Soldiers patrol Botafogo beach during the Group of 20 (G-20) Leaders' Summit in Rio de Janeiro, Brazil, on Monday, Nov. 18, 2024. G-20 leaders meeting in Brazil this week are set to show unity on climate action and global trade rules, two areas threatened by US President-elect Donald Trump, as talks continue on how to characterize Russia's war in Ukraine and tensions in the Middle East. Photographer: Dado Galdieri/Bloomberg
Tempo de leitura: 5 minutos

Bloomberg Opinion — Quando os líderes do grupo de economias de mercados emergentes liderado pela China, conhecido como Brics, chegarem ao Rio de Janeiro para a reunião de cúpula que começa no domingo (6), é de se esperar o habitual grupo de comentaristas preparados para a mídia com o icônico Pão de Açúcar como um cenário pitoresco.

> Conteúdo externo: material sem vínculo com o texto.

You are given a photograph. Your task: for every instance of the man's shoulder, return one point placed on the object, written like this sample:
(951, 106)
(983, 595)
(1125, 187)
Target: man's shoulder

E, no entanto, por trás das gentilezas diplomáticas e das promessas de cooperação, há uma verdade incômoda para o Brasil: o valor de pertencer a esse clube incoerente, que também é composto pela Rússia, pela Índia e pela África do Sul, está diminuindo rapidamente.

Desde sua fundação em 2009, o bloco tem se apresentado como uma alternativa à ordem global do pós-guerra, moldada pelos Estados Unidos e seus aliados dos países desenvolvidos.

Em vez de um sistema baseado em valores democráticos liberais, os Brics promovem uma visão alternativa que favorece o engajamento multipolar e o nivelamento do campo de atuação dos países em desenvolvimento.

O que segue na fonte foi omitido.